FOR HOSPITALS AND PHYSICANS
West Virginia Hospital Files Antitrust Suit Against Heart Surgeons


In December 2005, a Charleston, West Virginia hospital filed an antitrust suit in federal court against a group of seven heart surgeons. Charleston Area Medical Center (CAMC) filed a complaint alleging that the surgeons are part of a group plan to fix prices and block trade, in violation of the Sherman Antitrust Act. CAMC claims that the surgeons are refusing to be on call until they are paid more, and until they are paid for days they are required to be within minutes of the hospital for on call purposes. The documents filed in the U.S. District Court in Charleston also requested that the court order the surgeons to report to the trauma center when necessary.

The surgeons argue that CAMC is using the pay issue to direct attention away from its understaffed and ill-equipped trauma unit. Karen Miller, an attorney representing the surgeons, indicates that the surgeons only desire to be treated like other specialty physicians. Surgeons in other specialties are reportedly paid for being on call, with neurosurgeons receiving up to $3,000 per day for every day they are on call.

CAMC's petition argues that it is the surgeons, not the hospital, that are trying to divert attention. The heart surgeons all directly compete but, in almost identical documents, they have refused to be on call for trauma cases until CAMC accepts their demand for pay.

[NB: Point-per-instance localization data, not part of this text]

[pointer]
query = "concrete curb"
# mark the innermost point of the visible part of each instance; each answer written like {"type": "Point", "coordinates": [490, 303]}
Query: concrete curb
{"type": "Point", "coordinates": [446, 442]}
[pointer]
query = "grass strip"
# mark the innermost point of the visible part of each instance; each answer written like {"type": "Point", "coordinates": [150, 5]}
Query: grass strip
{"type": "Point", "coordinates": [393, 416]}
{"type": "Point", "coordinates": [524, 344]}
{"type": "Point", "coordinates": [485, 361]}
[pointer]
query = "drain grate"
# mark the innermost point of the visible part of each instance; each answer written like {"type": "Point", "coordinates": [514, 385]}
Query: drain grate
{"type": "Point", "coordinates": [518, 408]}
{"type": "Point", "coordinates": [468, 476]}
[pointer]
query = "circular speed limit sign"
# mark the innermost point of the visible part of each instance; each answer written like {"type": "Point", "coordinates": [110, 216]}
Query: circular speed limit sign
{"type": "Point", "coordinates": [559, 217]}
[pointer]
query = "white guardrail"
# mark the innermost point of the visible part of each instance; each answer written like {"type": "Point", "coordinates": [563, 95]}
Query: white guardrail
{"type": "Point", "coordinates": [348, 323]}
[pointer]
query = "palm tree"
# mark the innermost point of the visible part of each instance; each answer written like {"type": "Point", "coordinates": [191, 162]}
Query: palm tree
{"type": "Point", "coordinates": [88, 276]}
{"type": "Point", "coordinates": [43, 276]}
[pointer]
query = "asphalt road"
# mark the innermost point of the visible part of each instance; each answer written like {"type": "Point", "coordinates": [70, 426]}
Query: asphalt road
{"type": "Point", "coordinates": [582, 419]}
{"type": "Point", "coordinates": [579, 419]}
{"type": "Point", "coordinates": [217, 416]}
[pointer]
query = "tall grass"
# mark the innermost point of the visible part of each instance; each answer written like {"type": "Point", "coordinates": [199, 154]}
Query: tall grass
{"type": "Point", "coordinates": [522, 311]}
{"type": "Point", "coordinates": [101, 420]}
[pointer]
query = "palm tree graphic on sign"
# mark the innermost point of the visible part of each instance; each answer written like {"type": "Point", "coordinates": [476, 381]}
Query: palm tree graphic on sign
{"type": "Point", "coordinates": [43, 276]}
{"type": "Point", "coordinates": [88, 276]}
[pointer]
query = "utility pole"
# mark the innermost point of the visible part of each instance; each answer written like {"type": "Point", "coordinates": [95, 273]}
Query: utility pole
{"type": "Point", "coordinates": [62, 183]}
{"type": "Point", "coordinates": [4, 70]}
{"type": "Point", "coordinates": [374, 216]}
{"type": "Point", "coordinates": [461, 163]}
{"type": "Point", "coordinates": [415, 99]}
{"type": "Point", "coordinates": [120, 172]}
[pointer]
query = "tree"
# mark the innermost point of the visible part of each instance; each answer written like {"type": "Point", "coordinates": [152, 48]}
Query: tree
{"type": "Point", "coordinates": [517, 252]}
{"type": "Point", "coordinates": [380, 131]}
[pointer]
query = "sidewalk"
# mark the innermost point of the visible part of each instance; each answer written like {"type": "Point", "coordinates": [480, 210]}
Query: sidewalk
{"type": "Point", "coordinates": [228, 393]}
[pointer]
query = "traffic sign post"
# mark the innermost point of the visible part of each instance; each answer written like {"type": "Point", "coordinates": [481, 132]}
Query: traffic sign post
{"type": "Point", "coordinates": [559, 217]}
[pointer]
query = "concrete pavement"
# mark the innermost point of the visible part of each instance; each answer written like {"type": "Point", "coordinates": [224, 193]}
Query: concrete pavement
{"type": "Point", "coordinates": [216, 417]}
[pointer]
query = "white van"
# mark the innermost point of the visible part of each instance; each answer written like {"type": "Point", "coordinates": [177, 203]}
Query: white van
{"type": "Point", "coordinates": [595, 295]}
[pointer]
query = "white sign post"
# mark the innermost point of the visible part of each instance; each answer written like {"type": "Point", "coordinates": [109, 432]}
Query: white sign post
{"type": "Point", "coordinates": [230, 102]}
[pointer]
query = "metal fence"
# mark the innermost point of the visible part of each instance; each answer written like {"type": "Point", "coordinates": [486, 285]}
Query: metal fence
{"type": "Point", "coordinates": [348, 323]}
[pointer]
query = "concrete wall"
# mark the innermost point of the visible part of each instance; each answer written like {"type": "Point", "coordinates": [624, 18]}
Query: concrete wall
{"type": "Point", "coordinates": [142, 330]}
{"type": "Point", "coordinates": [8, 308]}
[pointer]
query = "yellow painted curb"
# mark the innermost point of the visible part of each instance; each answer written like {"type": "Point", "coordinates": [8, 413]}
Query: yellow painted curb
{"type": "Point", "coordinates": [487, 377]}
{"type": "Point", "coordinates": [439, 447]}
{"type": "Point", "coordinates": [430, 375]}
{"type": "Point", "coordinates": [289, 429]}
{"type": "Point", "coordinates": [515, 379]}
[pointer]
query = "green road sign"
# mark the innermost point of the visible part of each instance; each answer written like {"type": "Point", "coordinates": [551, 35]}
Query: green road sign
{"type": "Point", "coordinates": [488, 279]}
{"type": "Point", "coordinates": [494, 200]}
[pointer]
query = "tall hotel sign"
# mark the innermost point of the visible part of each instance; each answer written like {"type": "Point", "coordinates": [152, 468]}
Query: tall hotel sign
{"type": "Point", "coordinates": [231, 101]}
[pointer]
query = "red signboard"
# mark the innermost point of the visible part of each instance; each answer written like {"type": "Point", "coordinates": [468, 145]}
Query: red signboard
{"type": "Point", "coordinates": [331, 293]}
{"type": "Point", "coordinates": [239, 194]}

If true, the actions of the heart surgeons will add to West Virginia's growing medical antitrust history, which includes the walkout of over 25 physicians in 2003 and other issues related to a shortage of doctors and medical malpractice crises. 


FOR HOSPITALS 
New Jersey Health Care System to Pay More Than $3.8 Million Related to Medicare Upcoding


In a December 6, 2005 news release, the U.S. Attorney for the District of New Jersey announced that St. Barnabas Health Care System (St. Barnabas) has agreed to pay $3,877,694 to settle claims that it wrongfully submitted claims to Medicare that "reflected a higher level of service than was actually performed." The settlement covers claims from January 1, 1992 through December 31, 1999.

Under the settlement agreement, St. Barnabas does not admit wrongdoing, and the government will not release the details of what percentage of the payment represented penalties. According to a spokeswoman for St. Barnabas, the health care system fully cooperated in the government's investigation. A statement released by St. Barnabas stated that many of the issues occurred "prior to the time those hospitals became part" of the St. Barnabas system.

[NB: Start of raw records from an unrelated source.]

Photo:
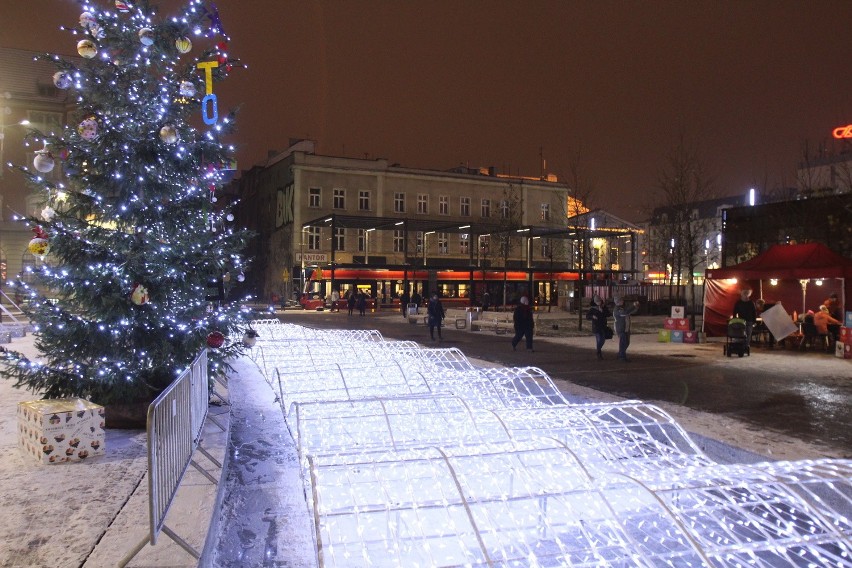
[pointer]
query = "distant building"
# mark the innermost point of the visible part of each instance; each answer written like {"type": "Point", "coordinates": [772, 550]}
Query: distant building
{"type": "Point", "coordinates": [335, 223]}
{"type": "Point", "coordinates": [27, 93]}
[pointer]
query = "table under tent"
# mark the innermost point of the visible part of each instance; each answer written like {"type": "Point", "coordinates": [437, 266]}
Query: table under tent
{"type": "Point", "coordinates": [799, 277]}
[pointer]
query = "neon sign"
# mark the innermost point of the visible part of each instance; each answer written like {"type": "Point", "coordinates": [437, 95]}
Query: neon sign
{"type": "Point", "coordinates": [842, 132]}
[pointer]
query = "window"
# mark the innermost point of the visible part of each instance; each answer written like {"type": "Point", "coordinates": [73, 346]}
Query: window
{"type": "Point", "coordinates": [484, 242]}
{"type": "Point", "coordinates": [443, 241]}
{"type": "Point", "coordinates": [398, 241]}
{"type": "Point", "coordinates": [313, 238]}
{"type": "Point", "coordinates": [339, 198]}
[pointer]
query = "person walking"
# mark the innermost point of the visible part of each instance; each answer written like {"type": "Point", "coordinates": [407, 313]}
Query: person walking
{"type": "Point", "coordinates": [350, 302]}
{"type": "Point", "coordinates": [435, 311]}
{"type": "Point", "coordinates": [745, 309]}
{"type": "Point", "coordinates": [524, 323]}
{"type": "Point", "coordinates": [598, 314]}
{"type": "Point", "coordinates": [621, 315]}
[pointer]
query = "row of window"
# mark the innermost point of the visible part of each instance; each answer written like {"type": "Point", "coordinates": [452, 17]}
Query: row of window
{"type": "Point", "coordinates": [313, 240]}
{"type": "Point", "coordinates": [399, 203]}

A large number of the claims investigated involved same-day stays that were billed as overnight stays. "HHS believed that certain patients were there for 'same-day' surgery or other medical procedures or had symptoms or conditions that did not reasonably warrant inpatient admission and billing under the applicable Medicare regulations," said assistant U.S. Attorney John Silbermann. In addition to billing for inpatient services, St. Barnabas also submitted claims with pneumonia treatment codes that reflected a higher level of care than was provided.

Silbermann noted that Medicare overbilling is often discovered when "intermediary" insurance companies see patterns on claims and ultimately forward those claims to Medicare. He also mentioned discoveries from hot line tips and watchdog groups who monitor national trends.